Blogi wczoraj i dziś – badania oraz obserwacje

Jak zwykle na Blog Forum Gdańsk nie mogło zabraknąć Sotrendera. W tym roku opowiadamy o tym, jak zmieniły się polskie blogi i blogosfera w ciągu ostatnich kilku lat. Pokazujemy, jak bardzo blogi się profesjonalizują oraz jak wiele sił blogerzy poświęcają na promocję napisanych treści w innych kanałach. Zwracamy też uwagę, że poza imponującym rozwojem blogosfera ma pewien problem. Wykorzystujemy dane Sotrendera i PBI oraz przede wszystkim komentarze ekspertów.

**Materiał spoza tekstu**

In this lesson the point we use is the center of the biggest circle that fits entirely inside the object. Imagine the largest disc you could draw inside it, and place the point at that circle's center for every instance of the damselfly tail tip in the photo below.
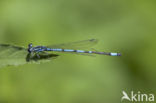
(119, 54)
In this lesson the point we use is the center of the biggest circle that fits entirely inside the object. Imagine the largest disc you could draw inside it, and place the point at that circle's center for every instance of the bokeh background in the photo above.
(126, 26)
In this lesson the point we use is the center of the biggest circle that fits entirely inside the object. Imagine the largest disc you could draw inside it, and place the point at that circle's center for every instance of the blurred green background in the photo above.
(126, 26)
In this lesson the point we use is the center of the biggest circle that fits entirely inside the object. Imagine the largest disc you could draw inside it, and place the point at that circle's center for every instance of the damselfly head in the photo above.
(30, 47)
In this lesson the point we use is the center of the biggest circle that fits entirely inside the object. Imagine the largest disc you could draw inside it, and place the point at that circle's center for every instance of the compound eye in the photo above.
(30, 45)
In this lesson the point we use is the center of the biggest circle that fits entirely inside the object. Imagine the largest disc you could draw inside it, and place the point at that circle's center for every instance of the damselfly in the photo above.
(70, 48)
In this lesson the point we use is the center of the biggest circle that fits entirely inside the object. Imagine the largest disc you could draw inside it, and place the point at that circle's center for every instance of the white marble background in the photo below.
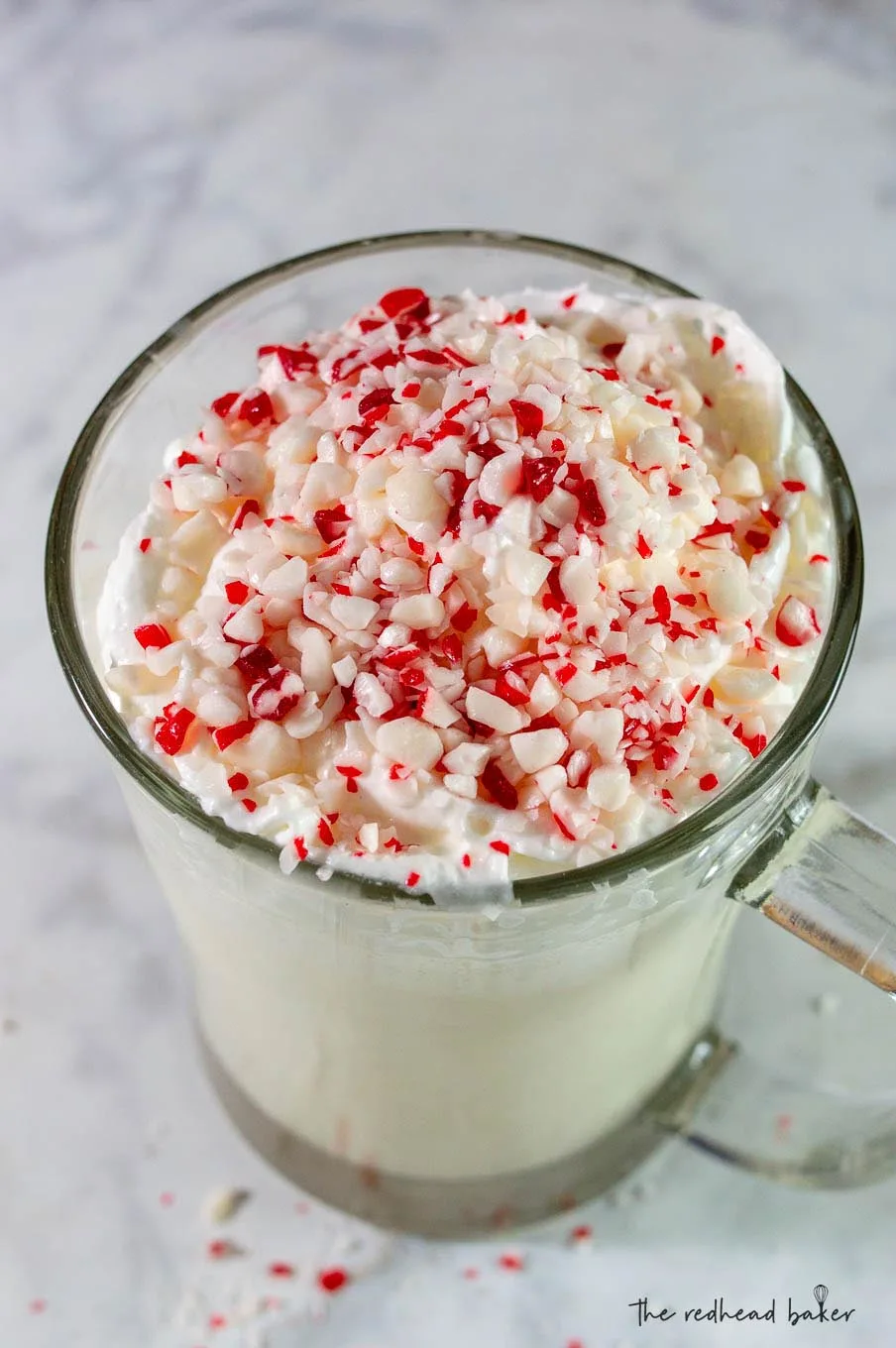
(153, 152)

Blogosfera w początkach XXI wieku – rys historyczny 😉

W latach 2005-2008 badałem blogi i blogerów w ramach swojego doktoratu nad relacjami społecznymi w internecie. Wówczas blogowanie było najprostszym i głównym sposobem na zaistnienie jednostki w internecie. Blogi były postrzegane przede wszystkim jako internetowe pamiętniki, a ich twórcy zwykle pisali na wiele tematów, często łącząc wątki związane z hobby i z życiem prywatnym. Także wizualnie blogi były znacznie prostsze, a wielu znanych autorów nie miało nawet własnej domeny, korzystając z popularnych platform Onetu czy Blox.

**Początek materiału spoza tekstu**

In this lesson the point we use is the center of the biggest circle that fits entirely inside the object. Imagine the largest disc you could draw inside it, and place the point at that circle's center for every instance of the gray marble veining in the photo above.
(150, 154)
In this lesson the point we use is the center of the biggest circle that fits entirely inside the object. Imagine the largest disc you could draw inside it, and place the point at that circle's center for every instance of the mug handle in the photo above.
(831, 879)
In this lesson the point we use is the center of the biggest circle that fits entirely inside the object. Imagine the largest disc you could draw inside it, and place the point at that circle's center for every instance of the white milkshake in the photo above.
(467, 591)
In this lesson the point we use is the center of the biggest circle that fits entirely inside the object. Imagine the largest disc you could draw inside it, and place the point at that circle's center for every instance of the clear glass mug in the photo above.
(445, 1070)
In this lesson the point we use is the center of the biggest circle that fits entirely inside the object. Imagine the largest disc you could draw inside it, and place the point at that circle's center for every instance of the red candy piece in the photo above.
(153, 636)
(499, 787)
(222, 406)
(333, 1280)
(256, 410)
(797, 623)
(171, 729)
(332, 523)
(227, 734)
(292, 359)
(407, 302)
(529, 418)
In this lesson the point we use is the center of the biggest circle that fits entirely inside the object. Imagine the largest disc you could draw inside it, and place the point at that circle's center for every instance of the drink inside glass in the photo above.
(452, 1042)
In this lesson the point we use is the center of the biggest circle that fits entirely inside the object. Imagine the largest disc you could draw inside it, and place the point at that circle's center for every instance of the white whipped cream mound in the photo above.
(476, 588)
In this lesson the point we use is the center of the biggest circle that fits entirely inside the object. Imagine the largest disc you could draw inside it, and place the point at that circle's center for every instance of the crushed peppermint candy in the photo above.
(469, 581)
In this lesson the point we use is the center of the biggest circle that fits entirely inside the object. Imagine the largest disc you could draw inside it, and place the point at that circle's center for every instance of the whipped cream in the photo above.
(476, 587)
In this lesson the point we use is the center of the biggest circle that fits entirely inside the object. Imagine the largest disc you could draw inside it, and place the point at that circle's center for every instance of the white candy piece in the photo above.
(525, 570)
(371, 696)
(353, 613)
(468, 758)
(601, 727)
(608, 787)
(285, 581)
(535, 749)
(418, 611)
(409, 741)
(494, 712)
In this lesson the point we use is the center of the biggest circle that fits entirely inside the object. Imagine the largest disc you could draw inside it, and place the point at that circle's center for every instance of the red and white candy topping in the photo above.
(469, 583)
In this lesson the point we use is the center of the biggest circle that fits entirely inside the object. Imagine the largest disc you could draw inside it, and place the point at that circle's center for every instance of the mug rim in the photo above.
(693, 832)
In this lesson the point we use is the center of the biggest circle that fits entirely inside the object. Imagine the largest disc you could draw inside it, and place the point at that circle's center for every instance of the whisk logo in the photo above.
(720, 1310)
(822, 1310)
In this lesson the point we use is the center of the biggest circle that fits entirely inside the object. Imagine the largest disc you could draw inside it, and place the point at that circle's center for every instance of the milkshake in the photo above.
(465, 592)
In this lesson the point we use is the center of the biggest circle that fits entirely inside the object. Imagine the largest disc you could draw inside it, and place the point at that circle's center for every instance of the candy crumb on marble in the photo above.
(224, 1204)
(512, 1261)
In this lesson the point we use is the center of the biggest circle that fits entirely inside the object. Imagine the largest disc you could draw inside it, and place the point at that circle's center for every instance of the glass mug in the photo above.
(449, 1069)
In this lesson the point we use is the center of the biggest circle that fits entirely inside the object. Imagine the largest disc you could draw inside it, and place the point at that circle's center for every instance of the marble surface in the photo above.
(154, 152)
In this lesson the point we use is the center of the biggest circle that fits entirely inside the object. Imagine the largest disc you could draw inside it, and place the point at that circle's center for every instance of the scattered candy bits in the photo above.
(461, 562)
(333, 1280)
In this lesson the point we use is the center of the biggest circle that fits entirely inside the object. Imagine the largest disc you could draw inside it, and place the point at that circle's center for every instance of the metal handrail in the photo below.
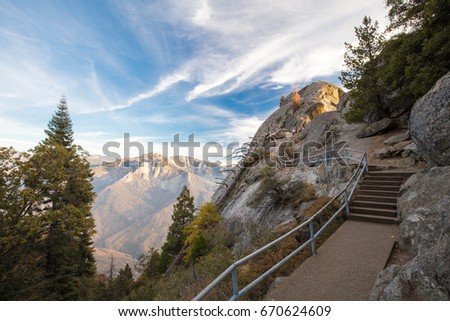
(232, 269)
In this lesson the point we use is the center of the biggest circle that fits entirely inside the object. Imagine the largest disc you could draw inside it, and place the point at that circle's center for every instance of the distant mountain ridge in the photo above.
(133, 207)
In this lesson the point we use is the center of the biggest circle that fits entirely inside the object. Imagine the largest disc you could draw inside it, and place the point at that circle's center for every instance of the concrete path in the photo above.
(345, 267)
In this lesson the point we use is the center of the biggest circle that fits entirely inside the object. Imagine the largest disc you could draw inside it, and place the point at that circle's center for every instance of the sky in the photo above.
(215, 69)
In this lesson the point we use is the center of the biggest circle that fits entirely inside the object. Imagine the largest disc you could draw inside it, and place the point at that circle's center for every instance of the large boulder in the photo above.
(316, 98)
(426, 277)
(424, 207)
(376, 127)
(429, 123)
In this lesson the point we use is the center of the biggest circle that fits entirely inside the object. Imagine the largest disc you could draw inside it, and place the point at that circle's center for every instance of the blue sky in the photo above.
(157, 68)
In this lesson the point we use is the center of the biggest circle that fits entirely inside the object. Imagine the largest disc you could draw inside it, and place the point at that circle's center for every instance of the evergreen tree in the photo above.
(183, 213)
(197, 245)
(60, 126)
(67, 250)
(412, 61)
(121, 285)
(360, 75)
(21, 227)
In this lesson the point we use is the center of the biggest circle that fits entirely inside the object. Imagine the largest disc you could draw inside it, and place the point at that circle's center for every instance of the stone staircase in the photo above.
(375, 199)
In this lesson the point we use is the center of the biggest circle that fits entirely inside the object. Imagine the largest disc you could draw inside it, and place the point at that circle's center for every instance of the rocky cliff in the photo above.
(424, 208)
(263, 191)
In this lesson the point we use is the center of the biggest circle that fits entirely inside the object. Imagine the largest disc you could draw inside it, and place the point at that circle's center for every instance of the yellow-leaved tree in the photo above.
(196, 241)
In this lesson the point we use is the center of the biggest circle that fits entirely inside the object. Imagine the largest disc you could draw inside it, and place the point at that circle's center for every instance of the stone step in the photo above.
(375, 205)
(373, 211)
(371, 192)
(373, 218)
(391, 188)
(385, 183)
(391, 173)
(369, 177)
(376, 198)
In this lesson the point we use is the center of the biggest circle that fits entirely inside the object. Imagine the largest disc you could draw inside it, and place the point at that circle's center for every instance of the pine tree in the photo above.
(360, 75)
(60, 126)
(295, 99)
(197, 245)
(121, 285)
(63, 171)
(183, 213)
(21, 227)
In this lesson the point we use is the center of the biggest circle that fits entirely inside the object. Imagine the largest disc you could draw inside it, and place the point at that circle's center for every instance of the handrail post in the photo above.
(366, 163)
(234, 281)
(347, 208)
(312, 236)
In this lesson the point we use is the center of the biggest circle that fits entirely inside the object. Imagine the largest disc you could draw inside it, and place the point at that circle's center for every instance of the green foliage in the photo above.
(183, 214)
(388, 82)
(60, 126)
(361, 63)
(46, 230)
(121, 285)
(410, 63)
(207, 217)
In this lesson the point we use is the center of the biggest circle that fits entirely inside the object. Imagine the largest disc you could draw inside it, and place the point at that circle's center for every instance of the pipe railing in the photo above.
(232, 269)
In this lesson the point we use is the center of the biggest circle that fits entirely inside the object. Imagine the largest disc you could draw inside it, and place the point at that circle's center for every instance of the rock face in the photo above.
(397, 139)
(316, 98)
(376, 127)
(345, 104)
(241, 200)
(430, 123)
(424, 207)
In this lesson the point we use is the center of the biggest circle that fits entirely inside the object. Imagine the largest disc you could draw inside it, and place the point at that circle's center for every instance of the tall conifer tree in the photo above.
(67, 251)
(183, 214)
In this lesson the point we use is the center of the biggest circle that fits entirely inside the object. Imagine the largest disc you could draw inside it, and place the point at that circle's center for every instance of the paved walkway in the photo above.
(345, 267)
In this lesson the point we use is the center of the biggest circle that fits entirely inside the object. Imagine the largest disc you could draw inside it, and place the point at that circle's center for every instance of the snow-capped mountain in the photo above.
(133, 207)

10365857_859958990701805_1779440027330959543_n 10599365_859958997368471_6718539054052756800_n

Blogi coraz bardziej profesjonalne

Od tego czasu wiele się zmieniło. Blogi mocno się sprofesjonalizowały, a ich twórcy poza tworzeniem treści wiele czasu poświęcają również oprawie wizualnej, a także efektywnej promocji postów i całego bloga w różnych kanałach. Aż 65% uczestników tegorocznego Blog Forum Gdańsk ma swoje profile we wszystkich 4 kanałach: Facebooku, Twitterze, YouTube i Instagramie. Dane Sotrendera dowodzą, że profile blogów i blogerów na Facebooku czy Twitterze są często bardziej popularne i angażujące niż profile marek konsumenckich, dysponujących wielkimi budżetami i najlepszymi agencjami. Na YouTube vlogerzy wręcz masakrują innych nadawców.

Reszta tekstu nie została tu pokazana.